Elle critique également ce que le chanteur présente comme une condamnation internationale sélective d’Israël, qui ferme les yeux sur les agissements du Hamas.

« Vous condamnez les Juifs avec une mémoire sélective / Des musiciens brandissant des drapeaux, répétant comme des moutons / Une propagande alimentée par Internet / Ça fait tellement faible. »

La chanson se termine par une nouvelle déclaration de soutien.

« Mais si jamais vous êtes perdus, je suis du côté de la vérité. »

Elle s’achève en reprenant ses premières lignes en hébreu.

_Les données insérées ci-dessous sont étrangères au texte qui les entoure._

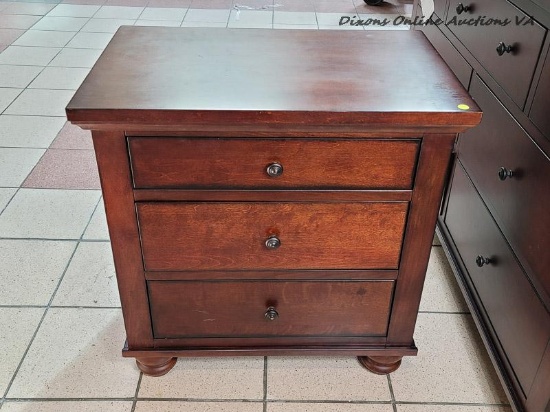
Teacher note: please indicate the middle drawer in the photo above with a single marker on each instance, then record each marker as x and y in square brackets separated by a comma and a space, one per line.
[278, 235]
[212, 163]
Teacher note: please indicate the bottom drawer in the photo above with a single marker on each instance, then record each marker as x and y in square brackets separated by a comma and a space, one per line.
[518, 317]
[255, 309]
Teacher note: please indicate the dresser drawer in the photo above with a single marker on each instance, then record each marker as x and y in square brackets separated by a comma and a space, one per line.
[508, 298]
[452, 57]
[172, 162]
[541, 103]
[189, 236]
[520, 202]
[513, 70]
[211, 309]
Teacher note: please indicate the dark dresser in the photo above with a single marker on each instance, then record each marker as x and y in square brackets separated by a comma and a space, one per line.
[271, 192]
[494, 221]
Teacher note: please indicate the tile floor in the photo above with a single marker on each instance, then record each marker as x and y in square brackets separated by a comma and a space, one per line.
[60, 320]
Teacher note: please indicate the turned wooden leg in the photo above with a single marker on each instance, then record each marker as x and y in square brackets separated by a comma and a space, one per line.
[155, 366]
[381, 365]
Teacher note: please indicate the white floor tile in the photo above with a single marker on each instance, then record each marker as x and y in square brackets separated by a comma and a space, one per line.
[119, 12]
[21, 324]
[327, 407]
[205, 15]
[42, 38]
[161, 13]
[290, 17]
[208, 378]
[73, 24]
[452, 364]
[441, 292]
[17, 76]
[97, 229]
[73, 10]
[48, 213]
[106, 25]
[202, 24]
[37, 102]
[158, 406]
[7, 96]
[5, 196]
[451, 408]
[325, 378]
[76, 58]
[32, 56]
[16, 164]
[295, 26]
[158, 23]
[29, 131]
[32, 262]
[90, 40]
[250, 19]
[72, 406]
[60, 78]
[76, 353]
[90, 279]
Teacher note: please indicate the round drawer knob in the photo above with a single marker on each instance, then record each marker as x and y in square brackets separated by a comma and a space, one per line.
[273, 242]
[482, 261]
[503, 48]
[271, 313]
[504, 173]
[274, 170]
[461, 8]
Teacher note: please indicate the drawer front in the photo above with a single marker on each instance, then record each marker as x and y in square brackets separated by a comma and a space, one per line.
[213, 236]
[512, 70]
[541, 103]
[452, 57]
[242, 309]
[520, 202]
[517, 315]
[245, 163]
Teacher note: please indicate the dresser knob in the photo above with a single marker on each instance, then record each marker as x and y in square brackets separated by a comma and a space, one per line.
[274, 170]
[271, 313]
[482, 261]
[461, 8]
[502, 48]
[504, 173]
[273, 242]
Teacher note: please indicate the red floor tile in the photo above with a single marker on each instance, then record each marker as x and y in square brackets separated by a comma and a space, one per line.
[73, 137]
[65, 169]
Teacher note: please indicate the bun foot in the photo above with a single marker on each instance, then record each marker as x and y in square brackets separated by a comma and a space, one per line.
[155, 366]
[381, 365]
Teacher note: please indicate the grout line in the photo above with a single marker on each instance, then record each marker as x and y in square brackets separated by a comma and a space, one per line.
[390, 386]
[138, 386]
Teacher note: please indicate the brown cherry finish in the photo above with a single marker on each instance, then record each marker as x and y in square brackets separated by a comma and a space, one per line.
[156, 366]
[381, 365]
[266, 192]
[493, 221]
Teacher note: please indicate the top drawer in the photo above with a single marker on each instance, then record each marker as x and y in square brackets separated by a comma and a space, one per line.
[171, 162]
[512, 69]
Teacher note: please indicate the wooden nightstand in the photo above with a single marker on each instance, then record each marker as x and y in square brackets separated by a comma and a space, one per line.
[271, 192]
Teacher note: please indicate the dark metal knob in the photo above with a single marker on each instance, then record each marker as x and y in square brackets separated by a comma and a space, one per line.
[461, 8]
[482, 261]
[271, 313]
[274, 170]
[504, 173]
[502, 48]
[273, 242]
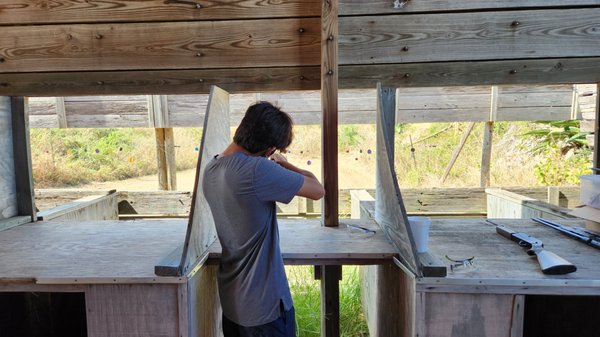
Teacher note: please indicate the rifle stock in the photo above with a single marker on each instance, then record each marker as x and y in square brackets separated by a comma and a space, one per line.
[550, 263]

La chanson a suscité des réactions très partagées sur Internet. De nombreux utilisateurs des réseaux sociaux ont critiqué Boy George pour son message pro-israélien ; un utilisateur de 𝕏 a notamment écrit :
« Va te faire ****, apologiste du génocide. » D’autres, notamment des partisans israéliens et juifs, ont félicité le chanteur d’avoir pris position.

« Tu es un rayon de lumière dans une grande obscurité », a écrit l’utilisateur d’Instagram « tlvboy82 ».

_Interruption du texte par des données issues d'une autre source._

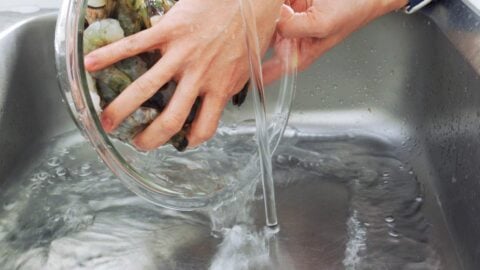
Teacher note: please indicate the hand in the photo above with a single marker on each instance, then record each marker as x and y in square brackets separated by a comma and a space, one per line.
[202, 43]
[319, 25]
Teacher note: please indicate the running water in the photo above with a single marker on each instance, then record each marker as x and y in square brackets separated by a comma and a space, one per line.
[269, 131]
[346, 203]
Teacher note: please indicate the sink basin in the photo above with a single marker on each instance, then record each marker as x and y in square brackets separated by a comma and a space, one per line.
[377, 170]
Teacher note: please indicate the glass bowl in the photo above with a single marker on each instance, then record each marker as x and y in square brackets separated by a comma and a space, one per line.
[198, 178]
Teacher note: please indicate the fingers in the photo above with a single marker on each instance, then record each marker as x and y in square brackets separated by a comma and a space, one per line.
[171, 120]
[139, 91]
[309, 23]
[205, 124]
[124, 48]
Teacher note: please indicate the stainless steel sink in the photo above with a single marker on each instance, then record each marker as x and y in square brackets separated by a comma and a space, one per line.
[378, 170]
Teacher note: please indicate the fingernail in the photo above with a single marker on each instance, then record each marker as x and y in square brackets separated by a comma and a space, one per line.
[285, 12]
[89, 62]
[107, 123]
[181, 145]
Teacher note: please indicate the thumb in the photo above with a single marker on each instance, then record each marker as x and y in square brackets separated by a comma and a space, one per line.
[299, 24]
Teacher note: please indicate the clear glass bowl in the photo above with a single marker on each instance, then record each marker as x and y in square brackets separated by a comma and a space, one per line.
[184, 181]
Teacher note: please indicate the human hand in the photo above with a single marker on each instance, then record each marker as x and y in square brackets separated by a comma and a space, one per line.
[319, 25]
[202, 43]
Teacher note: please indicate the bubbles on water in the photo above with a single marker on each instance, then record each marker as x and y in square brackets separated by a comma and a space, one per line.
[60, 171]
[85, 170]
[393, 234]
[53, 161]
[42, 175]
[389, 219]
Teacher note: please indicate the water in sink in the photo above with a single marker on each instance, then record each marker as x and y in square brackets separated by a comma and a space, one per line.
[345, 202]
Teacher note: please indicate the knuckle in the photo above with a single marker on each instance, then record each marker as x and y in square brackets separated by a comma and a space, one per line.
[130, 45]
[205, 134]
[145, 87]
[172, 126]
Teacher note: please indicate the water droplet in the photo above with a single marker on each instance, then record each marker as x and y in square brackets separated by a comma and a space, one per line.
[60, 171]
[54, 161]
[281, 159]
[42, 175]
[393, 234]
[389, 219]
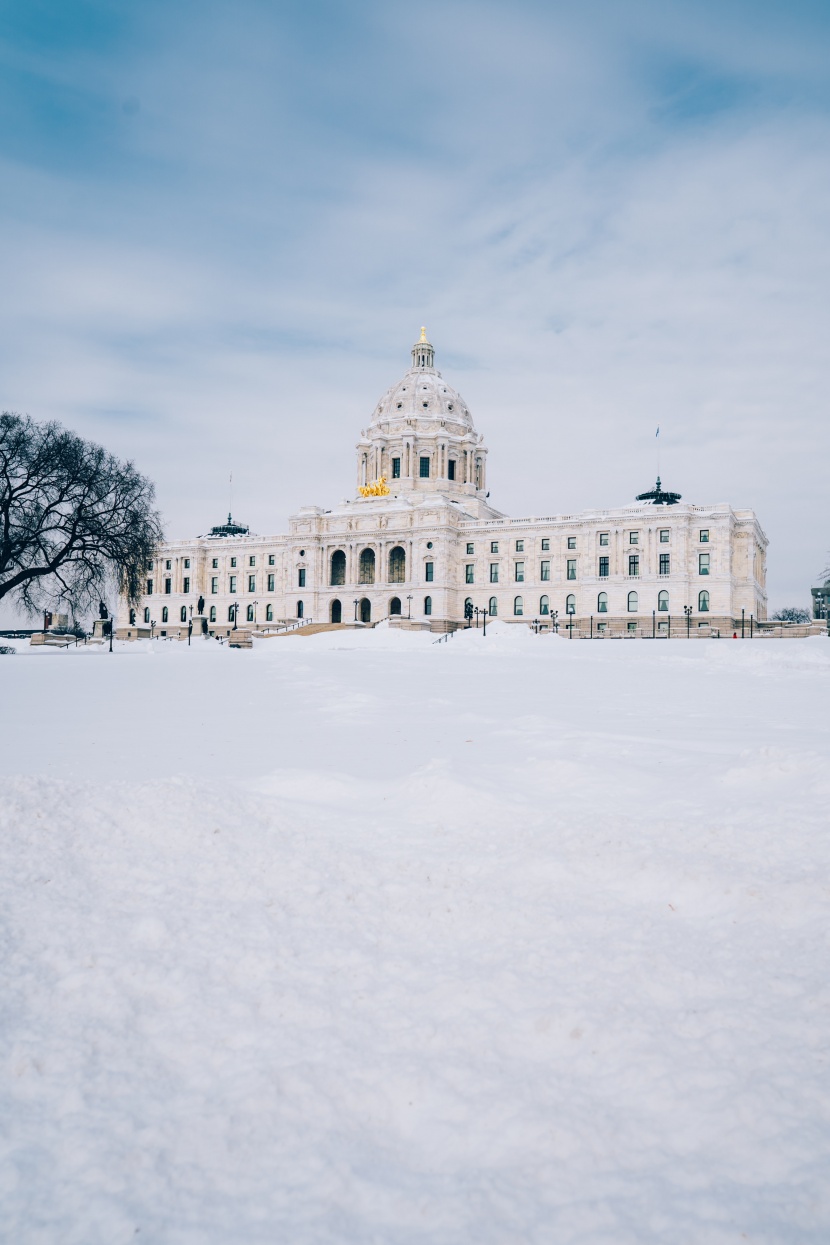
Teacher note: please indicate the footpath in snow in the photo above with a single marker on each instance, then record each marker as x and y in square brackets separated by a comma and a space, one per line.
[360, 938]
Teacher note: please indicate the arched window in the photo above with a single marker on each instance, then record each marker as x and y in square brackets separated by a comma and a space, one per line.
[366, 568]
[397, 565]
[337, 567]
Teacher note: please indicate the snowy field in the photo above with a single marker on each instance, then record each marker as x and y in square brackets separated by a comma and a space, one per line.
[370, 939]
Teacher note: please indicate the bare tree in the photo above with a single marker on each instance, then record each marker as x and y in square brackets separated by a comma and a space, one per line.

Boy George exprime depuis longtemps son soutien au peuple juif et à Israël. Dans le clip de « Do You Really Want to Hurt Me ? », le tube emblématique de Culture Club, il porte un t-shirt sur lequel figurent les mots hébreux « Tarbut Aguda », qui signifient « association culturelle ».

Le chanteur a également déclaré avoir été victime d’insultes en ligne pour avoir soutenu ses amis juifs au Royaume-Uni et en Israël. Dans des interviews, il a expliqué avoir grandi aux côtés d’amis juifs proches et refuser de prendre ses distances avec la communauté juive pour des raisons idéologiques ou professionnelles.

En 2024, Boy George figurait parmi les quelque 400 artistes et célébrités ayant signé une lettre ouverte soutenant la participation d’Israël au Concours Eurovision de la chanson.

Quatre ans plus tôt, il avait collaboré avec le musicien israélien Asaf Goren sur la chanson bilingue « Rainbow in the Dark », dont les paroles sont à la fois en anglais et en hébreu.

Boy George s’est également produit à plusieurs reprises en Israël, et les survivants du Nova Music Festival ont exprimé leur espoir de le voir revenir se produire dans le pays.